Honestamente, no entanto, não sei se ainda há tempo para essa reaglutinação, mesmo com uma virada na política econômica, dado o momento delicadíssimo que atravessamos. Mas, é preciso tentar. Até porque, a história costuma ser implacável com aqueles que desistem antes mesmo de lutar.

quinta-feira, 2 de julho de 2015

Redução da maioridade penal: vitória da "desrazão"

Um dos ideais mais nobres da modernidade iluminista era a concretização de uma sociedade inteiramente governada pela Razão, ou seja, formada por indivíduos emancipados, respeitadora das liberdades e promotora da paz. O projeto da “paz perpétua” kantiana, com tudo o que o cerca e o precede, talvez marque o ápice dessa confiança irrestrita no progresso de nossa racionalidade. Infelizmente, como se sabe, essa promessa não se cumpriu – as guerras mundiais do século XX, os campos de concentração, a ampliação da pobreza etc. foram alguns dos exemplos flagrantes de que a História era muito mais “astuta”, e bem menos progressivamente linear, do que aqueles pensadores poderiam conceber.

Entretanto, a perspectiva de uma sociedade racionalmente organizada não se perdeu por completo. Pelo contrário, diria que ainda está por realizar-se. É verdade que, rigorosamente falando, como lembrava Marx, é impossível uma sociedade racional positivamente organizada – ou seja, uma sociedade democraticamente controlada pelo conjunto dos indivíduos que a compõem – nos marcos de um modo de produção regido pela cega lei da acumulação de capital, com sua racionalidade “instrumental”, como bem definiram Adorno e Horkheimer. Logo, se há alguma razão no capitalismo, ela é contraditoriamente incapaz de promover a emancipação humana que o iluminismo propunha. Contudo, inclusive porque conscientes dessa contradição, não há porque abandonar por completo aquele ideal civilizatório, naquilo que ele apresenta de progressista (o próprio comunismo marxiano, diga-se, se inscrevia nessa perspectiva).
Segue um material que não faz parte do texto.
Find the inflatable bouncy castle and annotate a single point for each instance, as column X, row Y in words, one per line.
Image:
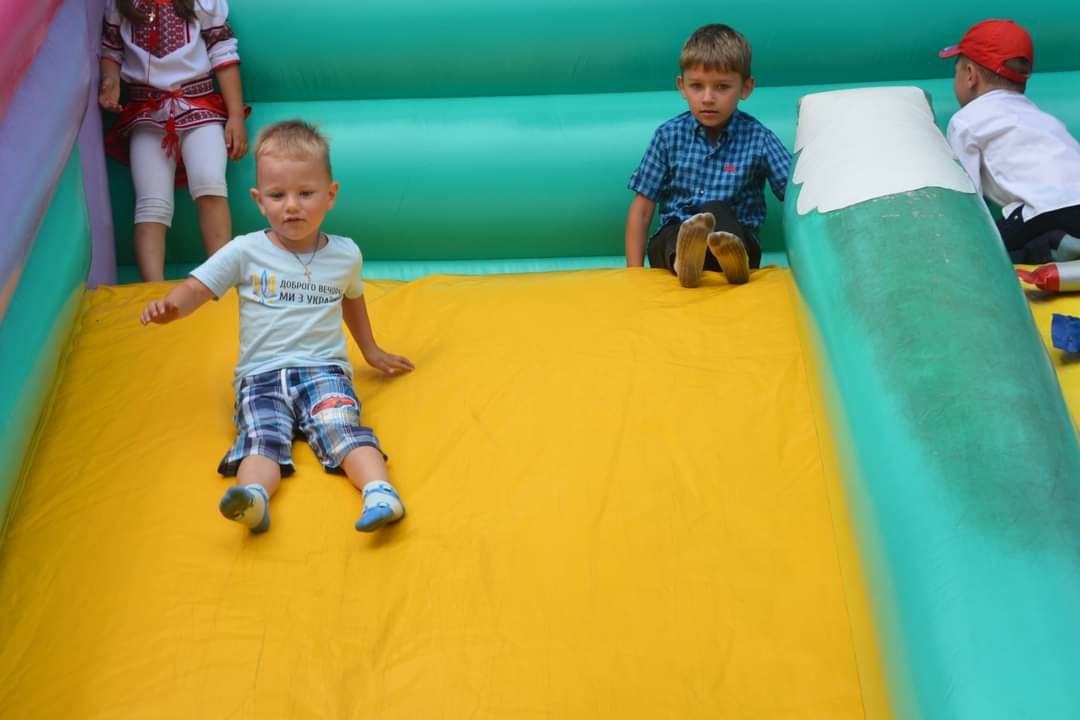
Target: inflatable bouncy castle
column 847, row 489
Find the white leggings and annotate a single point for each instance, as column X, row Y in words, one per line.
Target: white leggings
column 153, row 173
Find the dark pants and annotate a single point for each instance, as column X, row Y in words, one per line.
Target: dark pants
column 1030, row 242
column 661, row 248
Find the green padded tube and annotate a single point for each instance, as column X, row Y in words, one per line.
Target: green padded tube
column 39, row 318
column 962, row 463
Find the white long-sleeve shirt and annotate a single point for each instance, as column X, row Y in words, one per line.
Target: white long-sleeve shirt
column 1016, row 154
column 171, row 51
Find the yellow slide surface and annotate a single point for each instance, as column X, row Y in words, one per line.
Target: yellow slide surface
column 621, row 504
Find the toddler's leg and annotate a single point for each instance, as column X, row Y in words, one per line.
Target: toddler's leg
column 152, row 174
column 690, row 248
column 204, row 160
column 367, row 472
column 247, row 502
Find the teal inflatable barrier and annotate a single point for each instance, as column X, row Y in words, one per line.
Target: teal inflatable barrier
column 38, row 322
column 345, row 50
column 962, row 462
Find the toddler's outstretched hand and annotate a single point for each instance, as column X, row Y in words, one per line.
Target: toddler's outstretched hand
column 390, row 364
column 160, row 312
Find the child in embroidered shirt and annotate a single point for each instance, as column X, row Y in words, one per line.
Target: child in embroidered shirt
column 706, row 168
column 295, row 284
column 174, row 128
column 1017, row 155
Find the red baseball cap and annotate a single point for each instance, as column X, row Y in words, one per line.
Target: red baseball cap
column 990, row 43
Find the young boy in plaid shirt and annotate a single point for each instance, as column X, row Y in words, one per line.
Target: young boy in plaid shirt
column 706, row 168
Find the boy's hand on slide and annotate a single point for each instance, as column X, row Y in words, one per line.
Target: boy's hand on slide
column 160, row 312
column 389, row 363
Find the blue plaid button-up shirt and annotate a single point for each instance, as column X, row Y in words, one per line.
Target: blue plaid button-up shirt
column 680, row 171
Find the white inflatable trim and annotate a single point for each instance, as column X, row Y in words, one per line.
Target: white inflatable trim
column 858, row 145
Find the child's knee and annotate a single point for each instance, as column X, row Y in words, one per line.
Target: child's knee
column 154, row 209
column 206, row 184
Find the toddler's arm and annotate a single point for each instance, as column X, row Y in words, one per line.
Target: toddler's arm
column 181, row 301
column 235, row 134
column 354, row 311
column 637, row 227
column 108, row 94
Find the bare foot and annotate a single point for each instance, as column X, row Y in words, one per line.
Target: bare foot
column 731, row 254
column 690, row 248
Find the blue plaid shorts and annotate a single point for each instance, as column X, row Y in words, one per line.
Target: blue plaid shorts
column 316, row 403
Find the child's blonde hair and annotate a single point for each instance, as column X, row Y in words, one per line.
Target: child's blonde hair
column 295, row 139
column 716, row 48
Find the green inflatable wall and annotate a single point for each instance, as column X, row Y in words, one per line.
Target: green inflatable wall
column 509, row 131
Fiz esse pequeno preâmbulo apenas para reforçar que, nesse momento, o Brasil tem se encaminhado na contramão do desejável para o estabelecimento de um novo patamar de civilização. Com efeito, temos vivido um processo, não de busca pela Razão, mas de fortalecimento do que poderíamos chamar de “desrazão”. O aumento do ódio e da intolerância, o bloqueio ao diálogo, a incapacidade de reflexão, e a confusão entre justiça e vingança prevalecem. A aprovação, nesta quarta-feira, da PEC da redução da maioridade penal é (mais) um evidente exemplo do irracionalismo proto-fascista que tomou conta da sociedade brasileira no último período. Não que esta irracionalidade não existisse antes. Pelo contrário, ele sempre esteve aí, sob vestes variadas: na conservação de uma desigualdade obscena, nos múltiplos preconceitos, na violência simbólica... Mas, nos últimos tempos, essa “desrazão” ganhou ainda mais força e eco. Deixou de ser algo quase exclusivamente exercido por uma parcela (ainda que a parcela dominante) da sociedade e se capilarizou por todos os segmentos.
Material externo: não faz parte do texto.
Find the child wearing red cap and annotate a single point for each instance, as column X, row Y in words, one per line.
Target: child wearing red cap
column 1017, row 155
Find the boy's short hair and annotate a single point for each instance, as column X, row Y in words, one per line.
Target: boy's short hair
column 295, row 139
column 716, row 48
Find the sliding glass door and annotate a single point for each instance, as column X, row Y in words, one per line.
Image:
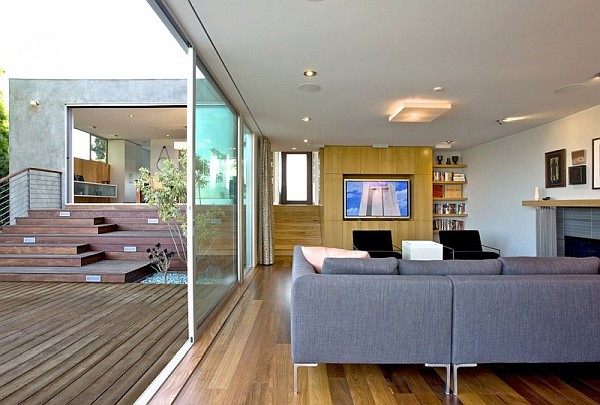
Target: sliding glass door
column 214, row 161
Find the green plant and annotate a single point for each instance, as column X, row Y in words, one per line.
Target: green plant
column 160, row 259
column 167, row 191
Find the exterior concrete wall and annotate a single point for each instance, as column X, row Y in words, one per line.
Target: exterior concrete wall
column 38, row 136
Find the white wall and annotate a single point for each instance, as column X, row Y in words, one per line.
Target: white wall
column 125, row 159
column 156, row 148
column 503, row 173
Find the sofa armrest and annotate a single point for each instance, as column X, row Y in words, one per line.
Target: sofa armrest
column 523, row 319
column 370, row 319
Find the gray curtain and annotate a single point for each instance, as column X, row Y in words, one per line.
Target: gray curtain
column 545, row 231
column 265, row 202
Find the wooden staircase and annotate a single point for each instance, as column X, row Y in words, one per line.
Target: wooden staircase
column 93, row 243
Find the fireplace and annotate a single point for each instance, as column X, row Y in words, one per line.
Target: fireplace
column 581, row 247
column 582, row 225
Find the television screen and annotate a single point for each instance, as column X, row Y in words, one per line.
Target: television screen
column 376, row 198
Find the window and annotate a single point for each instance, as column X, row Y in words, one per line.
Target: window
column 89, row 147
column 296, row 178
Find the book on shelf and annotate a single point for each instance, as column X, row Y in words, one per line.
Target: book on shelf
column 448, row 225
column 449, row 208
column 448, row 176
column 453, row 191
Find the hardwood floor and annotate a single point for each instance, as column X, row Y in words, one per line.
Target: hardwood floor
column 86, row 343
column 249, row 363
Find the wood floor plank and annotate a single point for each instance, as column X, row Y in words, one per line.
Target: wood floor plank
column 264, row 372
De fato, quando a esmagadora maioria da população acredita – e acredita mesmo – que a solução para o problema da violência no Brasil é abarrotar ainda mais um sistema carcerário falido, que já opera acima de sua capacidade e é incapaz de recuperar quem quer que seja; quando essa população se nega a considerar argumentos e estatísticas que provam a ineficácia de uma medida como a da redução da maioridade penal (e os riscos que ela carrega de modo subjacente); e ainda aplaude a aprovação dessa medida a partir de um golpe em nossa própria democracia; só podemos concluir que a razão perdeu. A justiça foi substituída pela vingança. O respeito pelo ódio. O diálogo pela força. O pensamento pela irreflexão. Ao fim e ao cabo, o que a maior parte dos deputados fez, nesta quarta-feira, após a violação regimental (mais uma!) empreendida por Eduardo Cunha*, nada mais foi do que exprimir a irracionalidade que perigosamente atravessa nossa sociedade e ameaça, como nunca, nossa claudicante democracia.

PS: como postei nas redes sociais, após o ocorrido na noite de ontem, sugiro essa nova redação do Artigo 1º, parágrafo único, da Constituição Federal: "Todo o poder emana do Cunha, que o exerce por meio de repre$entante$ eleito$ ou diretamente, nos termos que bem lhe aprouver”.